[6] His Kindness

29.2K 2.5K 74
                                    

ATHA menuntun Thalia masuk ke dalam rumah. Hanya menutup pintunya, Atha lebih memilih membawa Thalia ke ruang tengah. Gadis itu duduk di sofa dengan jaket hijau lumut milik Atha membungkus tubuhnya yang masih menggigil.

“Gue ambil minum dulu buat lo.” Atha berkata pelan. Tubuhnya yang membungkuk bisa melihat jelas bekas air mata di pipi pucat Thalia. Ia perlahan melepas genggamannya dari tangan Thalia sebelum pergi ke dapur.

Hanya hitungan detik, Atha sudah kembali ke ruang tengah dengan segelas teh hangat di tangannya. Meletakkannya di meja tepat di depan Thalia.

“Minum dulu. Biar lo tenang.” Atha menitah. Dia mengamati bagaimana gadis itu meraih gelas tersebut dengan kedua tangannya yang masih gemetaran. Tidak bisa Atha biarkan hingga ia membantu Thalia untuk meminumnya perlahan-lahan.

Meletakkan gelasnya kembali, Atha pergi ke dalam lagi, mencari kotak obat yang seingatnya masih menyimpan tisu basah. Begitu menemukannya ia kembali ke dekat Thalia, mengambil satu lembarnya kemudian menyeka telapak tangan Thalia yang kotor. Sesekali Atha melirik keadaan Thalia yang sedari tadi tidak bersuara. Mata gadis itu terus menyorot ke bawah dengan pandangan kosong.

"Lo belum makan, 'kan? Mau makan apa? Biar gue buatin," tawar Atha di sela-sela. "Gue bikinin sop bakso, ya. Bikinnya juga nggak lama."

Atha tahu bahwa Thalia tidak akan menjawab. Itulah mengapa selesai menyeka tangan Thalia, Atha segera kembali ke dapur dan membuka kulkas, mengambil beberapa bahan makanan yang ingin dimasaknya.

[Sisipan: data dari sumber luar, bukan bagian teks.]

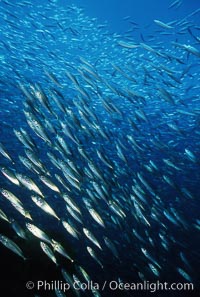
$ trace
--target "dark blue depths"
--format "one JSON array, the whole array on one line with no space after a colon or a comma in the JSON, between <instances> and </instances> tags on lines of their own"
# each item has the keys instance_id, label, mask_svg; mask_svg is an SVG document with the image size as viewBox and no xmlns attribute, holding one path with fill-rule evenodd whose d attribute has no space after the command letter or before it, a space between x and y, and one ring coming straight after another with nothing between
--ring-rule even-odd
<instances>
[{"instance_id":1,"label":"dark blue depths","mask_svg":"<svg viewBox=\"0 0 200 297\"><path fill-rule=\"evenodd\" d=\"M77 4L0 2L1 290L198 294L200 10L166 1L121 32ZM107 286L26 288L39 280Z\"/></svg>"}]
</instances>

Atha memang tidak ada niatan untuk mengungkit kembali kejadian tadi dengan Thalia. Terlebih dengan kondisi Thalia yang sudah sulit diajak bicara.

Bayangan di mana Thalia yang terus menangis hingga dia sendiri kesulitan menenangkannya di sepanjang jalan pulang, menjadi beban pikiran Atha hingga detik ini. Ada yang tidak beres dengan ketakutan yang dialami Thalia. Seperti kejadian tadi merupakan teror tak berujung hingga gadis itu tidak mampu menemukan ketenangannya lagi.

Untungnya ada Gilang yang membawa mobil mau mengantar mereka berdua dan membiarkan motornya juga sepeda Thalia diurus oleh yang lain. Meski temannya itu terus saja mengoceh penasaran karena terlambat datang ke lokasi hingga membuat Atha nyaris membentak, Atha bersyukur akal sehatnya masih bermain.

Mungkinkah Thalia juga pernah mengalami hal seperti tadi? Atau justru lebih dari yang tadi?

Atha sudah menuang sebagian sup buatannya di mangkuk. Tidak sampai 15 menit memang, apalagi Atha sudah terlalu mahir memasak, sup merupakan perkara mudah baginya. Dia segera meletakkan mangkuk beserta sendok juga segelas air putih dalam nampan. Lalu membawanya ke ruang tengah.

Tetapi Atha mendapati Thalia sudah jatuh tertidur di sofa. Dengan kaki masih menapak lantai, meringkuk dalam balutan jaket hijau lumutnya. Atha hanya mendesah panjang seraya meletakkan bawaannya di atas meja. Lalu berlutut di depan Thalia berniat membangunkan gadis itu.

Tangannya baru memegang lengan Thalia, sudah cukup merasakan bagaimana gadis itu bernapas cepat dalam lelapnya. Apalagi kerutan di balik poninya yang berantakan semakin menunjukkan gadis itu bahkan belum menemukan kenyamanan. Atha menjadi tidak tega melihatnya.

Atha akhirnya mengeluarkan ponselnya dan membuka nomor kontak Fahri. Meski pria itu baru satu jam pergi, bagaimana pun paman dari gadis itu harus tahu.

****

Fahri keluar dari kamar Thalia setelah memastikan keponakannya itu tidur dengan tenang. Napasnya memberat mengingat kembali kondisi Thalia yang sungguh tidak baik sejak mendapatinya terlelap di sofa ruang tengah tadi. Begitu mendapat kabar mengejutkan dari Atha melalui telepon, Fahri terpaksa menyelesaikan kencannya dan buru-buru pulang.